The judge’s daughter, Anne Glyn-Jones, later said her father regarded Roberts as evil — and would have imposed the death penalty had it still been available.
Capital punishment, however, had been abolished just a year earlier.
Ninety-Six Days on the Run
While Duddy and Witney were quickly caught, Roberts vanished. For 96 days, he evaded capture, using his army training to survive outdoors.
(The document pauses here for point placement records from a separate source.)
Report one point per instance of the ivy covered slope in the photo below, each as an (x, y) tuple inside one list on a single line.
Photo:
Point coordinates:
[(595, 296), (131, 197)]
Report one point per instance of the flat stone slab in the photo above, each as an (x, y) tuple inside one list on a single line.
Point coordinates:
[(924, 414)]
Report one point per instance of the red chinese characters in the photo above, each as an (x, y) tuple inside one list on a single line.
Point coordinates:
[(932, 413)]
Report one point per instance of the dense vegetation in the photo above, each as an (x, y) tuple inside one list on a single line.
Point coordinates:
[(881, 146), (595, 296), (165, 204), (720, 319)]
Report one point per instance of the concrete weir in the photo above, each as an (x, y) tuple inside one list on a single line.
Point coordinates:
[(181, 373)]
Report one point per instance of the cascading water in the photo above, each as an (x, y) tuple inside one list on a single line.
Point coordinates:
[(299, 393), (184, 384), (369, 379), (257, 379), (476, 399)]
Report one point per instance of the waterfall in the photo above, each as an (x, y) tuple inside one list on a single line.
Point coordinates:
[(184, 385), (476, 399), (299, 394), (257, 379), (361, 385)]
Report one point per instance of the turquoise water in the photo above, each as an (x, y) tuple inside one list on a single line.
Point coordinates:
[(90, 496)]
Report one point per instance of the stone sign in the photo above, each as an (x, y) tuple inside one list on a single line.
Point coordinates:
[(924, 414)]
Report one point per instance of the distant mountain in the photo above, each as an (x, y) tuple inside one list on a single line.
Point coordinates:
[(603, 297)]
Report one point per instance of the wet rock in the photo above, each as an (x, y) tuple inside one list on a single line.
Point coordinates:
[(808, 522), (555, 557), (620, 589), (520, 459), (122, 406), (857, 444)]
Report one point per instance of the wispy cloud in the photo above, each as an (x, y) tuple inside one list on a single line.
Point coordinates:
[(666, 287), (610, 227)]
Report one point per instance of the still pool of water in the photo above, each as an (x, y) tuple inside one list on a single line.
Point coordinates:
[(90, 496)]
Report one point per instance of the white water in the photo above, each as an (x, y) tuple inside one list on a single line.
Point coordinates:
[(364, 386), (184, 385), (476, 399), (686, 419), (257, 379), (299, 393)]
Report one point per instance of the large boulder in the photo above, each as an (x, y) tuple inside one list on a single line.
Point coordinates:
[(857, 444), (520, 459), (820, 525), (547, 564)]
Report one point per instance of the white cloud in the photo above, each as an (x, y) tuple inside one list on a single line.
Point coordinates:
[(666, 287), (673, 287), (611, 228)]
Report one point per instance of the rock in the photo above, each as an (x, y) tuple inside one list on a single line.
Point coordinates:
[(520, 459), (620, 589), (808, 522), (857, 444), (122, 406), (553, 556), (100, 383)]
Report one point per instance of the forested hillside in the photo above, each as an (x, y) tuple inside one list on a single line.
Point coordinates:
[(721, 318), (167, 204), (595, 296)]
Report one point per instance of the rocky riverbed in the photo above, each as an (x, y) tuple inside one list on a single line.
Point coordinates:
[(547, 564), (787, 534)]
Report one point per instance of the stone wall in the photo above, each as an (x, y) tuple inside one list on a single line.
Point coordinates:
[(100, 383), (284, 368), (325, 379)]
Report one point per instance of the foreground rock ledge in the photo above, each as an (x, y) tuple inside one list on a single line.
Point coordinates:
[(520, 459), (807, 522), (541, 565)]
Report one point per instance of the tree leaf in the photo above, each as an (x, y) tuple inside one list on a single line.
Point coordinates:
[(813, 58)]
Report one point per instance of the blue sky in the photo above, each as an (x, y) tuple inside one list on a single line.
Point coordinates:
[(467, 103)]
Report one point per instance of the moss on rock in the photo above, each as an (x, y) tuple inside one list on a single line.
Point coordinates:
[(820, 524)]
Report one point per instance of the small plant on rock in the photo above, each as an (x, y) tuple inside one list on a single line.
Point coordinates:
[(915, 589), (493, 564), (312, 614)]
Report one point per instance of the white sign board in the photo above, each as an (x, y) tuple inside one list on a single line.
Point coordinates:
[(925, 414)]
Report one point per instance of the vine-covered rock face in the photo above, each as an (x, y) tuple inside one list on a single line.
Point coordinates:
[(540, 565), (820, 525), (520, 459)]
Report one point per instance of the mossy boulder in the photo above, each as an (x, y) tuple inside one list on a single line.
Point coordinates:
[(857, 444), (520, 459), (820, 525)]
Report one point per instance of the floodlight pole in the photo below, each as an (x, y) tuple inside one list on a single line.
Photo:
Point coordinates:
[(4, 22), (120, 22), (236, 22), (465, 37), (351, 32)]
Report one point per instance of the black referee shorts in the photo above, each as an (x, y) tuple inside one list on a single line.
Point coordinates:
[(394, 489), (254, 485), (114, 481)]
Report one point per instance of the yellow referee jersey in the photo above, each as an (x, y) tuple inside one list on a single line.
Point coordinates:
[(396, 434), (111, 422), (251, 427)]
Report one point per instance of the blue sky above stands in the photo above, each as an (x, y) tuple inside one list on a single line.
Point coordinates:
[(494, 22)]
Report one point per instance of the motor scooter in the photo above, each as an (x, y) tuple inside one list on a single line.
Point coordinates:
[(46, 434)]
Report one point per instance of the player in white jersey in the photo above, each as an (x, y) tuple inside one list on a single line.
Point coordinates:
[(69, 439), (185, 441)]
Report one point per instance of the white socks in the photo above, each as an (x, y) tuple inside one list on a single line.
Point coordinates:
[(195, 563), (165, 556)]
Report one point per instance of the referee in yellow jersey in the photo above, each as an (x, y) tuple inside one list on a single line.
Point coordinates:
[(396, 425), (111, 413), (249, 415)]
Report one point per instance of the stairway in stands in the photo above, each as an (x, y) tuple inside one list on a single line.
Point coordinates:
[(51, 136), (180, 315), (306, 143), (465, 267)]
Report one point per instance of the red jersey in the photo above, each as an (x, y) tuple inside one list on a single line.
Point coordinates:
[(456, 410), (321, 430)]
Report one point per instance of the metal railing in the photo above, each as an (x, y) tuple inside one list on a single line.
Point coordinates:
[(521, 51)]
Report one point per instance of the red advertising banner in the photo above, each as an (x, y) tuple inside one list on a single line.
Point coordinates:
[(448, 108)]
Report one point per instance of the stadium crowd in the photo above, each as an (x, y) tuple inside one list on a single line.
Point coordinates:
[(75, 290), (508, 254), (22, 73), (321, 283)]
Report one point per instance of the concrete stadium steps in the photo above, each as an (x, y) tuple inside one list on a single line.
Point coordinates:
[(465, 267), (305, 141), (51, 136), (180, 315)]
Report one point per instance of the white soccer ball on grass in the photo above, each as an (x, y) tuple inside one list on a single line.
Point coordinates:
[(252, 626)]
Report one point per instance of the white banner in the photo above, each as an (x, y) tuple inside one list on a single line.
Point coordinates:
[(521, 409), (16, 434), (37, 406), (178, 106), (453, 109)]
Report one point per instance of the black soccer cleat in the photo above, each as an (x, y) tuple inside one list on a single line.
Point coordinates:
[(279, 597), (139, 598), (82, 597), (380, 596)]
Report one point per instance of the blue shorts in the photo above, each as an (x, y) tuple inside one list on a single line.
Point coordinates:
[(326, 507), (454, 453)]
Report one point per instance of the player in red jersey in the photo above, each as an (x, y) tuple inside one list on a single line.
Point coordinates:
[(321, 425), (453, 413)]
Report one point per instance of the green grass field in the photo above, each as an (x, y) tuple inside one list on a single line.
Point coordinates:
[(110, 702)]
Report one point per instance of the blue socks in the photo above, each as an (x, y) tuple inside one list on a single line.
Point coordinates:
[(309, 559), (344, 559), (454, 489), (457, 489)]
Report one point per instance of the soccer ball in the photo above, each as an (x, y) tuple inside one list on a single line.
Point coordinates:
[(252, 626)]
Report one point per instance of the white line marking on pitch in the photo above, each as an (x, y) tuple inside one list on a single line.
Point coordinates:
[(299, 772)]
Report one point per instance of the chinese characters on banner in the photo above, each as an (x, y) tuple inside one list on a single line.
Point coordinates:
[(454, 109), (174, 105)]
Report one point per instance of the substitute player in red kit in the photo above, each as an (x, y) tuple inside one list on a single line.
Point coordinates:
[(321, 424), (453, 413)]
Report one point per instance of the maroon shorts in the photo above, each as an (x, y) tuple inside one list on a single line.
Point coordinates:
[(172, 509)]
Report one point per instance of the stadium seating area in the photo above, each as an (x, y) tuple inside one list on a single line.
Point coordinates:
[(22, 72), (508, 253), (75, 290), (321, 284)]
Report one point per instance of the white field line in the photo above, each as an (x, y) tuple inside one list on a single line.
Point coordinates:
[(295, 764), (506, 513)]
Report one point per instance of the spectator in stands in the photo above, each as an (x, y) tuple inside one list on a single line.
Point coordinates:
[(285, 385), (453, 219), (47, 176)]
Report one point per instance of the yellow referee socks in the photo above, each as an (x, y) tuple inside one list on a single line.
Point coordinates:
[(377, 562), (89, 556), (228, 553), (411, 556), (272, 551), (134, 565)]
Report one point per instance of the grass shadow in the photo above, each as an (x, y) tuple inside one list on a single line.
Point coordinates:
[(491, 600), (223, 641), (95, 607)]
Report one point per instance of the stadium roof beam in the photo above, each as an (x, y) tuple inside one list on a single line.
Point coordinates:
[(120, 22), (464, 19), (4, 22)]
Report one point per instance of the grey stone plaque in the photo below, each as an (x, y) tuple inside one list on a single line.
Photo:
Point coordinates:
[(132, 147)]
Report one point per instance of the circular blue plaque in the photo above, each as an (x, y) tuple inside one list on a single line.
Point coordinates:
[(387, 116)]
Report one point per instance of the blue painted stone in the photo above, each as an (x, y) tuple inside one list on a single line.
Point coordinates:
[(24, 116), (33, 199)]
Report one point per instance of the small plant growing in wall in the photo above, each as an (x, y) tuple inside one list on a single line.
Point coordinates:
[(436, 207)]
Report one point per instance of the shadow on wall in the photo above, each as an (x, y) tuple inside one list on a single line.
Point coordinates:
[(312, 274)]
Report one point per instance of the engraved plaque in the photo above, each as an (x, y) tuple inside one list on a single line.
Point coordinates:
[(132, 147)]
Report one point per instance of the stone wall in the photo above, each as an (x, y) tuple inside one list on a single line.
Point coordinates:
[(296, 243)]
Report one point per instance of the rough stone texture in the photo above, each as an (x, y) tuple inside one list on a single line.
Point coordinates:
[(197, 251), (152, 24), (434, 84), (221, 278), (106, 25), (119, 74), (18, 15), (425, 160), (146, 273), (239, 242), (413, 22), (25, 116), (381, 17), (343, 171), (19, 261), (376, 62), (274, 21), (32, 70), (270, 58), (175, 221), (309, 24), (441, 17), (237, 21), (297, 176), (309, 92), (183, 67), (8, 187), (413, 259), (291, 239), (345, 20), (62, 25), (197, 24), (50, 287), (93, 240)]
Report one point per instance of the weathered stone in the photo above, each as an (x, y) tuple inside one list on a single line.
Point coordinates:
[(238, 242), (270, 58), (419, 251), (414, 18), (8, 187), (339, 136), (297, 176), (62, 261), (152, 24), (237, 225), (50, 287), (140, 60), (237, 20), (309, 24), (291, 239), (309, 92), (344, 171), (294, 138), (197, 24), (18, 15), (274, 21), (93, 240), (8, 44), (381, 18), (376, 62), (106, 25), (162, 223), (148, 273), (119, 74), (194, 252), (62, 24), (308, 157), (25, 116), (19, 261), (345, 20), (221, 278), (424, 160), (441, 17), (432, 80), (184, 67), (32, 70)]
Scotland Yard launched its largest manhunt to date.
He was eventually found near Bishop’s Stortford in Hertfordshire, living in a makeshift den camouflaged with branches and plastic bags — a grim end to one of the country’s most intense searches.
A Prisoner for Nearly Half a Century
Roberts became one of Britain’s longest-serving inmates, spending almost five decades behind bars.
His accomplices never lived to old age: Duddy died in prison, while Witney was murdered after his release.
Despite the passage of time, Roberts never publicly showed genuine remorse.
Instead, his own words would later horrify those who remembered the fallen officers.
The Interview That Rekindled Outrage
In 2014 — the same year he was released — Roberts spoke to the Daily Mail and chillingly described the atmosphere during the killings as “electric.”
He recalled the moment he raised the gun, the sound of his heartbeat, and the officer collapsing after being shot point blank below the eye.
For many, it was confirmation of what they had long believed: that remorse had never taken root.
A Failed Parole Bid and a Trail of Threats
Roberts had already been denied parole in 2009 after threatening Joan Cartwright, her husband Peter, and their son James, who had given him work at an animal sanctuary during day release.
After Joan complained about his behaviour, Roberts threatened to kill the couple and repeatedly phoned her from prison.
Animals at the sanctuary were later attacked, deepening fears about his capacity for violence.
Release, and a Nation’s Anger
Despite this history, the Parole Board ruled in 2014 that Roberts could be released on licence.
The decision was backed by then deputy prime minister Nick Clegg — and condemned by many others.
Politicians across parties said anyone who kills a police officer should remain behind bars for life.
Sir Bernard Hogan-Howe, then Metropolitan Police Commissioner, was blunt: in this case, “life should have meant what it said.”
Freedom in Old Age
Roberts left HMP Littlehey in November 2014 at the age of 78.
He lived in sheltered accommodation in Peterborough under probation supervision, far from the streets where his name once inspired fear.
An associate later said he had gone into hospital and died suddenly from natural causes after a short illness — more than a decade after his release.
A Legacy That Refuses to Fade
Roberts’ death closes the final chapter of a story that has haunted British policing for nearly 60 years.
Yet the anger remains. For the families of Christopher Head, David Wombwell and Geoffrey Fox, and for many officers who followed them into service, the sense of injustice never eased.